Valencia’s Urban and Rural Contrast
Valencia has an interesting mix of city and countryside. As the third-largest city in Spain, its urban areas are busy and full of life. Here, in the metropolitan area, tall buildings and busy streets show the modern side of Valencia. This city was once a historical kingdom, and you can still see old buildings from those times.
Outside the city, the countryside tells a different story. Here, fields of citrus fruits grow, making Valencia famous for its delicious orange juice. These rural areas are important for the local economy, especially the tourist industry.
Places like Benidorm attract many visitors who want to see both the city and the countryside of the Comunidad Valenciana. This contrast makes Valencia a special place with lots to offer.

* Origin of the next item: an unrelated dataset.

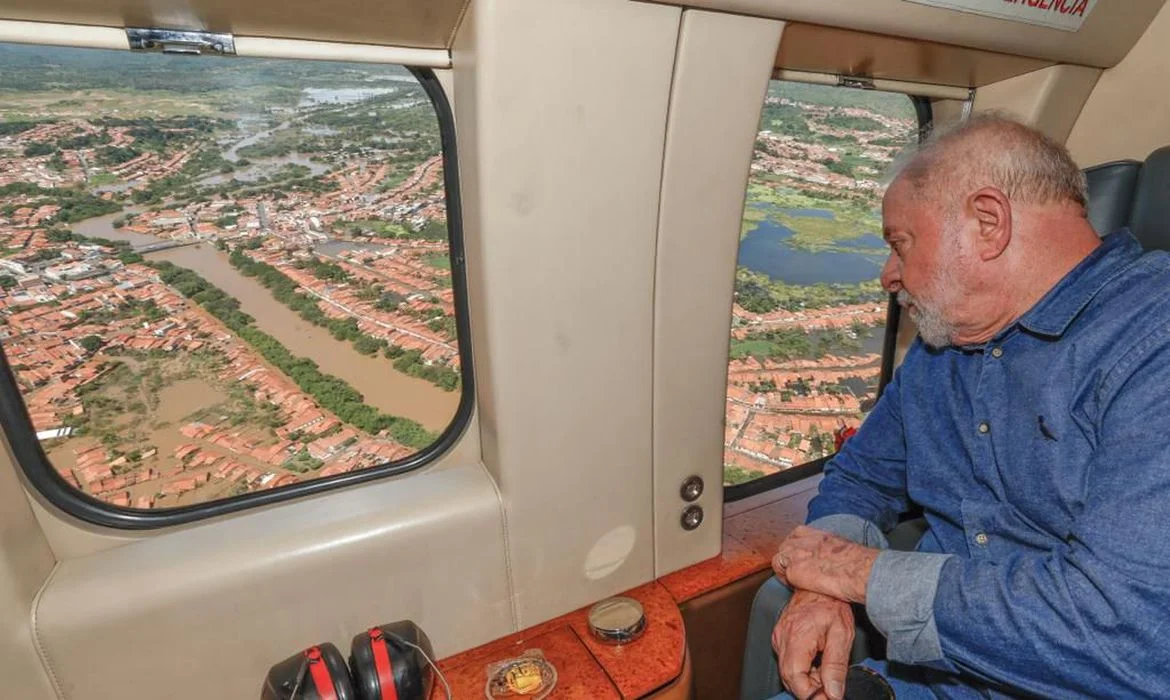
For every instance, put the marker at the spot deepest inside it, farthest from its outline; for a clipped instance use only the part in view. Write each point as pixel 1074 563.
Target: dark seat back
pixel 1135 194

Celebrate Region of Valencia Day at your teacher’s home in Valencia!
Let’s embrace and celebrate region of Valencia Day at Pilar’s home in Valencia! 🎉 This amazing experience is a chance to dive deep into the vibrant culture and history of Valencia. From exciting festivals to beautiful sights and delicious food, your days will be filled with joy and discovery. 🎆🍽️
So, sign up for a week or even four with Pilar through our Spanish Homestay Immersion Program (SHIP). 🏠
Living with Pilar means you’ll not just visit Valencia, but you’ll be part of it. You’ll learn the Spanish language, taste authentic dishes, and experience the daily life of this wonderful region. 🌍👨👩👧👦
Watching fireworks, exploring local markets, and making memories with friends and family, every moment will be special. 🎊
So, don’t miss this chance to truly immerse yourself in the spirit of Valencia and create lasting memories. Join us for an unforgettable journey in Valencia with Pilar! 🌟🎈
What is Valencia famous for?
Valencia is renowned for its stunning architecture, like the futuristic City of Arts and Sciences, and its culinary delight, paella. It’s also famous for its vibrant festivals, especially Las Fallas, and its beautiful Mediterranean beaches.
What was the old name of Valencia, Spain?
In ancient times, Valencia was known as Valentia Edetanorum, named by the Romans. The name ‘Valentia’ means ‘bravery’ or ‘strength’, reflecting the city’s enduring spirit throughout history.
What is the Regional language spoken in Valencia?
The regional language of Valencia is Valencian, a dialect of the Catalan language. It’s widely spoken in the region and is co-official with Spanish, reflecting the area’s unique cultural identity.